El triste suceso acaecido con la joven Marta del Castillo en el que los supuestos asesinos han cambiado ya tres veces sus declaraciones, confundiendo a la policía, a la prensa, a la Justicia y a toda la sociedad, demuestra, no sólo la crueldad y sangre fría de los que han diseñado dicha estrategia de defensa, sino también, y esto es lo verdaderamente alarmante, el daño que se puede hacer al Estado de Derecho, cuando, por una perversión clara de la interpretación del concepto del derecho constitucional de defensa, éste se puede llegar a entender como el amparo de la mentira. Repugnante. Pero, ¿realmente la Constitución Española y el Derecho Internacional protegen a los acusados que mienten para defenderse?.

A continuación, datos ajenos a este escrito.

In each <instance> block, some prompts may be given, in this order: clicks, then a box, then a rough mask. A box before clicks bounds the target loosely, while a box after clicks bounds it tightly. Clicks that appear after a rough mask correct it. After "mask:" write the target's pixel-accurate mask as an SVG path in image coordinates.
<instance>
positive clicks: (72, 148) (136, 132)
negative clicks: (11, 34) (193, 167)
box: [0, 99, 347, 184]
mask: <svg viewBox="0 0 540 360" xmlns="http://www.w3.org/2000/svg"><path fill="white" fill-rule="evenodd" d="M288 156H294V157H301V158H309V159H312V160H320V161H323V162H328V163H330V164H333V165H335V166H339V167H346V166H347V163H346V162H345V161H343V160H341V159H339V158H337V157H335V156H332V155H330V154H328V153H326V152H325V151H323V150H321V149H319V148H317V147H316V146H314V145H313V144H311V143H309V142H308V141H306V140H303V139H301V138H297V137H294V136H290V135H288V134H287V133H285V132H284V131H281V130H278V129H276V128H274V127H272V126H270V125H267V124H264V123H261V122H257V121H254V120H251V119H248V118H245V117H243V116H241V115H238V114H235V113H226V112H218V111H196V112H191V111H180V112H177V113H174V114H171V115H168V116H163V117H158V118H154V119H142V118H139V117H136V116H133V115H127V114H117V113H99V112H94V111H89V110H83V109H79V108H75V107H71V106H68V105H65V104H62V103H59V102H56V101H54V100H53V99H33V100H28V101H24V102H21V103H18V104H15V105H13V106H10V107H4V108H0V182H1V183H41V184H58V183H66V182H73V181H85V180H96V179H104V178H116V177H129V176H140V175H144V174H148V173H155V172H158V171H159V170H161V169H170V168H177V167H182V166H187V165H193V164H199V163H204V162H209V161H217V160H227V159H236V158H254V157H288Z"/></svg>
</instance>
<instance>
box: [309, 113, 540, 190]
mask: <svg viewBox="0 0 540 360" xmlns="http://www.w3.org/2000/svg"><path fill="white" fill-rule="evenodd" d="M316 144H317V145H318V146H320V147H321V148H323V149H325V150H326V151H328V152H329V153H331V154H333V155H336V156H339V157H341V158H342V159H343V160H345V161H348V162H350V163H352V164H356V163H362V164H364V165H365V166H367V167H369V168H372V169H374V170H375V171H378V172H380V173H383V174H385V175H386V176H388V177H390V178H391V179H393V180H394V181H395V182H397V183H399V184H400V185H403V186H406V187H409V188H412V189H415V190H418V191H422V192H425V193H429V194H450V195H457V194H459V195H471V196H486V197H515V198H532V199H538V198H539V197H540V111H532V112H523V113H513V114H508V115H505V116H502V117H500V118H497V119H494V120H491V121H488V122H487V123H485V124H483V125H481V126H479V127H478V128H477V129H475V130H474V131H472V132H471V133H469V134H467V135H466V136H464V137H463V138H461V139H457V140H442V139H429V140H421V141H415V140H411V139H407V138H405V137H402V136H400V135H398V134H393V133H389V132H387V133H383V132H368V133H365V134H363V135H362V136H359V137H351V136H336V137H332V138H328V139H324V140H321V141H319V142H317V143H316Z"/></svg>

El derecho de defensa lo ampara la Constitución Española en su artículo 24, quedando plasmado en una serie de presupuestos básicos, como la contradicción o la audiencia del imputado, y en otros derechos instrumentales, como la utilización de los medios de prueba pertinentes, el derecho de abogado, el de no declarar contra sí mismo o el de no confesarse culpable. Pero son estos dos últimos derechos instrumentales los que mayor controversia generan, pues permiten al acusado que pueda defenderse mediante el silencio y que, de esta forma, pueda seguir manteniendo la presunción de inocencia.

 

El origen de estos derechos se encuentra en las normas internacionales sobre el proceso justo, lo que conlleva la prohibición de que las autoridades públicas puedan recurrir a métodos coercitivos para obtener las pruebas. Esto ha hecho que el Tribunal Europeo de Derechos Humanos considere que no es sancionable la falta de colaboración del acusado, o que nuestro Tribunal Supremo no admita como prueba de cargo una grabación realizada sin autorización judicial. También el Tribunal Constitucional, en algunas sentencias, sostiene que el acusado no sólo no está obligado a decir verdad sino que puede callar o incluso mentir para defenderse. El problema es cómo interpretar esta doctrina jurídica y hasta dónde puede llegar la mentira de un acusado.

 

En la mayoría de procesos extrajudiciales los conflictos se resuelven partiendo de la buena fe de los participantes. Sin embargo, en el mundo del Derecho hemos de tener en cuenta que las Leyes presuponen que las partes actúan de mala fe. De ahí que el proceso que fije las reglas del juego ha de estar muy estructurado para poder decidir los casos. Evidentemente, como en todos los derechos, el límite ha de estar en otros derechos superiores, o incluso en principios éticos.

 

En el proceso penal, la carga de la prueba corresponde al que acusa, pues la presunción de inocencia actúa a favor del acusado. E incluso se permite al acusado no decir verdad si ello le puede suponer manifestar algo que penalmente le perjudique. Sin embargo, si esa 'no verdad', 'verdad a medias' o 'mentira', implica perjuicio para terceros inocentes o para un acusado, podríamos estar hablando de un falso testimonio penalmente perseguible. Este sería el caso de los juicios en los que los denunciados son a su vez denunciantes. Si la mentira que el acusado utiliza para defenderse perjudica a los denunciantes, que a su vez son acusados por él, y ello se demuestra, entonces se convertiría en falso testimonio, que al darse contra reo en causa criminal por delito, se castigaría con pena de cárcel. Por eso, cuando se puedan derivar perjuicios a terceros, lo más prudente, también procesalmente, es decir la verdad.

 

Pero también el abogado defensor tiene responsabilidad en su actuación, pues tanto su código deontológico, como el código penal le obligan a una colaboración leal con la Justicia. En el caso de la joven sevillana la actuación de uno de los abogados defensores al retirarse del caso parece un comportamiento inteligente.

 

Desde el punto de vista ético o filosófico, no pude haber duda de ninguna clase. El no mentir es una obligación moral de todos los ciudadanos. Es una norma básica de convivencia, que también contemplan la mayoría de religiones. Entraría dentro del denominado Derecho Natural. Con más razón, si de esa mentira pueden derivarse consecuencias negativas para otras personas o para la sociedad.

 

Pero, sobre todo, mentir y no reconocer el error cometido es un acto de cobardía. Y si el que lo hace es un cargo público, una perversión. Si además, para construir su mentira se apoya en el falso testimonio de un funcionario público, es sencillamente delictivo. Lo grave es que en España ya nos estamos acostumbrando a procesos judiciales en los que lo normal es mentir. Y si los implicados son políticos, más aún. Esta es nuestra triste realidad.